La luz entra por la ventana como
si, de pronto, el calor del sol que anuncia fuera a reactivar sus miembros
inmóviles. Ella, a ratos, navega de isla en isla, hacia el pasado, a través de
su memoria. Como en agua estancada. Y
luego vuelve al presente, a esta habitación, reconociendo mis rasgos, mi
fisonomía, el espacio que ocupo en la senda de sus afectos.

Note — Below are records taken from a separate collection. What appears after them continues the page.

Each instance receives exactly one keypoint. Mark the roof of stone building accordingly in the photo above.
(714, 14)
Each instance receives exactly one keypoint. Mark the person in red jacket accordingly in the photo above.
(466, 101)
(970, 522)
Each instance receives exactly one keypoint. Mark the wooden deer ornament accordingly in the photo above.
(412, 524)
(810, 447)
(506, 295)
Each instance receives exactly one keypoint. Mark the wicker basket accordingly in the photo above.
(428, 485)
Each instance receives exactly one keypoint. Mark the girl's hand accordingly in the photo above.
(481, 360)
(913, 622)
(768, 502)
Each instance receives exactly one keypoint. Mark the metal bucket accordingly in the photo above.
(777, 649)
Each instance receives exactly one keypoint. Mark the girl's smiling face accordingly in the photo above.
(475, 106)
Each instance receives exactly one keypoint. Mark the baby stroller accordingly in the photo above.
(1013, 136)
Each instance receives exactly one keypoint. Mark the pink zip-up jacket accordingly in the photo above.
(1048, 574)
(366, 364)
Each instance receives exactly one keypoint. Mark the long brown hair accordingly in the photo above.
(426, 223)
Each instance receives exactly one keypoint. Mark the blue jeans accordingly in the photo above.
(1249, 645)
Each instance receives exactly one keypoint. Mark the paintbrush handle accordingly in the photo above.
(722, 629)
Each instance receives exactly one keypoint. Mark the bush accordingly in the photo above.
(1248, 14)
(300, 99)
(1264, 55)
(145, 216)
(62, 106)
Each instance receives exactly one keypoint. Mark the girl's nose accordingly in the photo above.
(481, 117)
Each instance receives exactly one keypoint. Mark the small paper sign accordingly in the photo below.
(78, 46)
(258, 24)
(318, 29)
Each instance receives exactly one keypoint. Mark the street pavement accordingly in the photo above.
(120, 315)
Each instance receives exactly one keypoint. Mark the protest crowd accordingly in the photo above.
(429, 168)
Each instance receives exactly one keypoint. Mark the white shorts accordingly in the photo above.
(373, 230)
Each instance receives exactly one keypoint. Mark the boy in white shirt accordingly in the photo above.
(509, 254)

Pero, en su estupor, seguro que
opina que aún hay muchos piélagos por descubrir antes de que el vaivén de las
mareas la traiga definitivamente a este lugar, ahora, entre estas cuatro
paredes blancas con un televisor al fondo que ya no le dice nada.
Y por eso se adentra de nuevo,
cada poco tiempo, en los bucles de nube pintada por Van Gogh que más se
asemejan a una vida que debió ser y no fue, y que ella, animosa, se esfuerza
por traer desde el polvoriento camino de los años.
Un tiempo feliz (si es que la felicidad
existe), un hombre que la quiso, los hijos sin su mala suerte y su mala cabeza,
la soledad ausente…
La luz entra por la ventana y devuelve
un aroma de cenizas, un sueño esquivo, la niebla.